Park Sung-woong is always a fantastic performer in everything he does and he brings out every layer of the complicated and conflicted Yoo Jin-gook, a detective and older brother of the female lead. Jung So-min is very good as female lead Yoo Jin-kang who is drawn to but also wary of Seo In-guk's complicated anti-hero Kim Moo-young.

But it's Seo In-guk who really shines in this. In fact, it is the performance of his career. Ziggy is well known by now not just for acting a part but for living it. He doesn't create a new person, he completely inhabits them down to his fingertips. But even knowing that about the actor, this is still a tour-de-force of a performance - one that propels him up above the regular pack of Korean actors and puts him into a class of his own. After this drama, there are few people who would argue that he is now on a different level - one inhabited by the likes of Yoo Ah-in and Bae Doona and even Park Sung-woong himself. If it is possible for an actor to have a new breakout role - one that doesn't launch his career but that finally takes it into orbit than this is it.

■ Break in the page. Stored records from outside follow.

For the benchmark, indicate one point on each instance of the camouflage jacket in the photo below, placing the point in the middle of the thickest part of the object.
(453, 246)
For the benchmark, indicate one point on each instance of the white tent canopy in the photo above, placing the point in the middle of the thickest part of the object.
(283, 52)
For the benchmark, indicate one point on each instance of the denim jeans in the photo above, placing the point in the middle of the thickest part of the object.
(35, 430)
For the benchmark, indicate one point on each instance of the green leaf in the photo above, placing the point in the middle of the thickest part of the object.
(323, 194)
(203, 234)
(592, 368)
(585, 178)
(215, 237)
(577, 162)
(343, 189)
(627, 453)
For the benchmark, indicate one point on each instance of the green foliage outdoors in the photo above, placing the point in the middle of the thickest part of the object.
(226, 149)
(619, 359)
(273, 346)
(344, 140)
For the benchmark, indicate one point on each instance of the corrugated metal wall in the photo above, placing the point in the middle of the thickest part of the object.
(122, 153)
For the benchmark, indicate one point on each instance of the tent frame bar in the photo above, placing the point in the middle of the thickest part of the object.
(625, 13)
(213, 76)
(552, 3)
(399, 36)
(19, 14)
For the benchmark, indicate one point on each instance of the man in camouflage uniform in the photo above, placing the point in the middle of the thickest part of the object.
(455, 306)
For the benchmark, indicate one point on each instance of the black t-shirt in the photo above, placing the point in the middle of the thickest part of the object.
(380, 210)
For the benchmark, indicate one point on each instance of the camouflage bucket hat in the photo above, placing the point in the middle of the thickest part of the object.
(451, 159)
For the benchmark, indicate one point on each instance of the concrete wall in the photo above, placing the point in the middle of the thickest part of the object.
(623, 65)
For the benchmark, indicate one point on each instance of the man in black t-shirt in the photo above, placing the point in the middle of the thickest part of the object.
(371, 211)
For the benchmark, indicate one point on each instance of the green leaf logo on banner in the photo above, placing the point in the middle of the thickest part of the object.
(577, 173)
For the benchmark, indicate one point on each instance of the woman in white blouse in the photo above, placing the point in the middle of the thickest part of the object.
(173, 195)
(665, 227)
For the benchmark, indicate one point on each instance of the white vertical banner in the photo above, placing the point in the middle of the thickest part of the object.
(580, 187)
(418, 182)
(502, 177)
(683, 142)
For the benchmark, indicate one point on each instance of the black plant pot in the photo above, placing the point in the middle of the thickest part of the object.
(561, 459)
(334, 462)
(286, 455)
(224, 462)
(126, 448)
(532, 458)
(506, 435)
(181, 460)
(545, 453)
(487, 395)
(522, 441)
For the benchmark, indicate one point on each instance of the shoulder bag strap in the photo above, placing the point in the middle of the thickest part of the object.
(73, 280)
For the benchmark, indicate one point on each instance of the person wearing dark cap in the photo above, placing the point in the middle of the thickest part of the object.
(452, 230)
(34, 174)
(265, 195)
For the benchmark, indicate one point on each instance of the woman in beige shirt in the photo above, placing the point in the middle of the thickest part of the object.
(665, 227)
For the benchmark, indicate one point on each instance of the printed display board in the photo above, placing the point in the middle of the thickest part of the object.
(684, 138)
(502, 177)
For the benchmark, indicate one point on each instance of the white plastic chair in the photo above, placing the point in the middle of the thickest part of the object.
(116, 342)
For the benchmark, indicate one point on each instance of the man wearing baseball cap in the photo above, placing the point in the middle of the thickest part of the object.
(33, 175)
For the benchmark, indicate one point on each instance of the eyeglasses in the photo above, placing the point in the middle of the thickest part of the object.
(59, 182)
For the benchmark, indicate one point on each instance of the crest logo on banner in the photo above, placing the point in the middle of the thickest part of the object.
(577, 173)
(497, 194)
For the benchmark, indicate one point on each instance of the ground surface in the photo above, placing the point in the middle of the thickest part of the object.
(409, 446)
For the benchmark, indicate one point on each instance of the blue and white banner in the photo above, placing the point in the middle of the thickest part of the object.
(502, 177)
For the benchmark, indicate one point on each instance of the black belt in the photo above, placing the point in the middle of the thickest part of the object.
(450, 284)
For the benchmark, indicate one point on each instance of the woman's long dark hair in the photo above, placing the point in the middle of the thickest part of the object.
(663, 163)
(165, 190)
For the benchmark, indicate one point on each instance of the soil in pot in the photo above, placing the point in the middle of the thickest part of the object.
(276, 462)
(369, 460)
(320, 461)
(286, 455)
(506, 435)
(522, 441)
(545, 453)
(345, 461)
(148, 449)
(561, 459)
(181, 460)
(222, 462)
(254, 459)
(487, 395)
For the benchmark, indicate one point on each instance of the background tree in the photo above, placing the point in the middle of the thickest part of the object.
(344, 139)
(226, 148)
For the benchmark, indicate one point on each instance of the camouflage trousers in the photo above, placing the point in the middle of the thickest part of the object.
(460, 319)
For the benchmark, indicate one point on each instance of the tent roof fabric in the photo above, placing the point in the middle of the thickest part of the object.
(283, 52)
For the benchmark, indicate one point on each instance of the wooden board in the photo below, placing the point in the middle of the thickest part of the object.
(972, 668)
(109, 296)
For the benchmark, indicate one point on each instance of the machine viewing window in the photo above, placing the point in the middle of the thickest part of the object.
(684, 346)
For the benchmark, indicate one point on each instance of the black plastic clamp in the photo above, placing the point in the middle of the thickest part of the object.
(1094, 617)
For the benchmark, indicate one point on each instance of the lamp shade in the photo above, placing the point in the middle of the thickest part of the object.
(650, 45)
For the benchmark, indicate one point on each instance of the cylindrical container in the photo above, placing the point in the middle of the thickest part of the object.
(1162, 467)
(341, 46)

It's difficult to discuss the other elements of the show without spoilers - and this is one drama where the wrong word can potentially ruin it for any future viewers. However, beneath the fantastic production values and Ziggy's blazing acting triumph, this show struggles with its plotting and characterisation. In some respects, this is due to its source material - Japanese writers tend to create strange, almost surreal characters that only infrequently behave like normal people. This somewhat wars with the Korean sensibility in the back half and the plot falters as well. Combined with opaque character motivations this can make a lot of the episodes frustrating to watch.

Regardless of how poorly the back half was written and how dissatisfying the show was overall, the show is entirely worth watching for Ziggy's mesmerising extraordinary performance.